As a neighborhood spot, Vif has developed a devout following. "We ask our regulars to let us know if they're going on vacation, so we don't worry that something bad has happened if we don't see them every day," says Mead. And for a long time, those regulars have been asking for more food and more hours. (During the week, Vif is open Tuesday through Friday until 7 p.m., and closes earlier on the weekends.)
So earlier this month, Feldman and Mead debuted Wine Bar Weekend, with dinner service and an expanded menu of heartier dishes. It was successful enough that they're planning two more in November and December, and if all goes well, says Mead, they'll do it on a regular basis, possibly monthly or weekly.
Mead recalls something a restaurateur friend once told them: "When you open your place, you have an idea of what it will be. But then you invite the public in, and that interaction changes what you become."
While Feldman and Mead are listening to their customers, the conversation goes both ways. The owners are still very dedicated to their wine shop.

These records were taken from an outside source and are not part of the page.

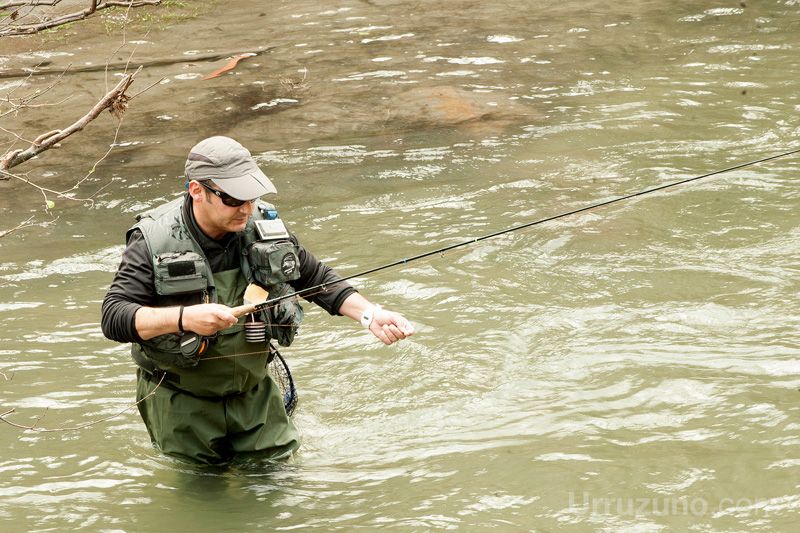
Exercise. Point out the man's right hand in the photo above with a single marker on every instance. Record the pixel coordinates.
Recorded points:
(205, 319)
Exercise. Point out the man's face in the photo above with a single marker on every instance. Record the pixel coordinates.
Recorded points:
(214, 217)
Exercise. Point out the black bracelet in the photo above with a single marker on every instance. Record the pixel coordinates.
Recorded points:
(180, 321)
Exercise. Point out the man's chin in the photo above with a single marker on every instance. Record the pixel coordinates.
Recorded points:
(236, 227)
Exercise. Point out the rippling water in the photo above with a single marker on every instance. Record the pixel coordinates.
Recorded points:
(630, 368)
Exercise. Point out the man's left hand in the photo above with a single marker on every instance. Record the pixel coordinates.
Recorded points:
(390, 327)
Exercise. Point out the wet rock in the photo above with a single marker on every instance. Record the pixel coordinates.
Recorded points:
(451, 106)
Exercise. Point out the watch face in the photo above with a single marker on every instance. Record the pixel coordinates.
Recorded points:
(288, 264)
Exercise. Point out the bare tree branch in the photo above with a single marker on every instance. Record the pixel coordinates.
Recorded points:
(94, 6)
(115, 101)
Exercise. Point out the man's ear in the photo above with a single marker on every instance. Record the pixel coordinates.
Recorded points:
(195, 191)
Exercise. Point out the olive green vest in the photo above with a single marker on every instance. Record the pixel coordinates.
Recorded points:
(182, 276)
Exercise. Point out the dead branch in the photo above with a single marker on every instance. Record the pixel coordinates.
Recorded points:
(119, 65)
(115, 100)
(94, 6)
(79, 426)
(31, 3)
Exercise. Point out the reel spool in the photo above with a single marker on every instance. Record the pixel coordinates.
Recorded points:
(255, 331)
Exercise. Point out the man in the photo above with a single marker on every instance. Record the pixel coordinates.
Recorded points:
(202, 384)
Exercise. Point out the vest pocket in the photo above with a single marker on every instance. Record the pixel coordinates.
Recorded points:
(179, 273)
(274, 262)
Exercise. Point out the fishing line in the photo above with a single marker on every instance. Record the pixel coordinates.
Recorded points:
(322, 287)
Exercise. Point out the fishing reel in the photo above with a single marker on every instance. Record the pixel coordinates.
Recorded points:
(255, 331)
(193, 344)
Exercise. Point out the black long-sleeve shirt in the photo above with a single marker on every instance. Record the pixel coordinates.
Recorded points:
(134, 287)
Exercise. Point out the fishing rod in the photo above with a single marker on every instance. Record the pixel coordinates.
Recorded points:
(407, 260)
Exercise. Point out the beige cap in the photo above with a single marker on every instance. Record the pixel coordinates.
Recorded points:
(229, 165)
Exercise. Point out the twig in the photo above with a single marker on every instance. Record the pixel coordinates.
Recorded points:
(79, 426)
(26, 29)
(215, 56)
(25, 224)
(21, 225)
(115, 101)
(31, 3)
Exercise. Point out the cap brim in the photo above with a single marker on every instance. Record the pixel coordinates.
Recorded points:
(249, 186)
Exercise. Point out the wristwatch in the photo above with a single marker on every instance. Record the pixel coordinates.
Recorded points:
(368, 314)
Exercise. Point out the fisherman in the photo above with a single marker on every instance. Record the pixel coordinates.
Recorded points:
(203, 388)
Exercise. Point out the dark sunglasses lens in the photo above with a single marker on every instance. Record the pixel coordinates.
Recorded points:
(226, 199)
(230, 201)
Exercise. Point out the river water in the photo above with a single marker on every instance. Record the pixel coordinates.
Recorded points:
(631, 368)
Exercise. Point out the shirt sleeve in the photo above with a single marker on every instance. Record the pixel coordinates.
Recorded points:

"It's really hard to establish a brick-and-mortar wine shop," says Mead. "Right now, our other streams of revenue support the wine shop, which is highly specific to natural wines. Not only are we doing a model that's really unique, but a model that focuses on a style of wine that is very unique."
"Natural" is term used to describe wines made with grapes harvested by hand, fermented with yeast native to the growing region, and free of any flavor or color enhancers. Because grape harvests are different each year, each natural wine is unique. Or as Mead puts it in a tag on a bottle of white wine: "This Bourgogne Blanc has some really good fruit in it and they don't make much. It's a little unicorny."
Both owners knew that a major component of getting their natural-wine business off the ground would be education. To that end, they offer wines by the glass, with options that change daily. It's a smart way to get people to try new wines.
As customers have grown to trust their taste, Mead and Feldman have begun to buy more and more wine. Mead says retail wine sales have grown significantly in the last six months.
If things continue this way, hours might extend, staff may grow, and Vif can continue to evolve.
"Both Lauren and I are pretty humble people, but we knew we were making something special. Our intention was to bring something new to Seattle," Mead says. "And we did."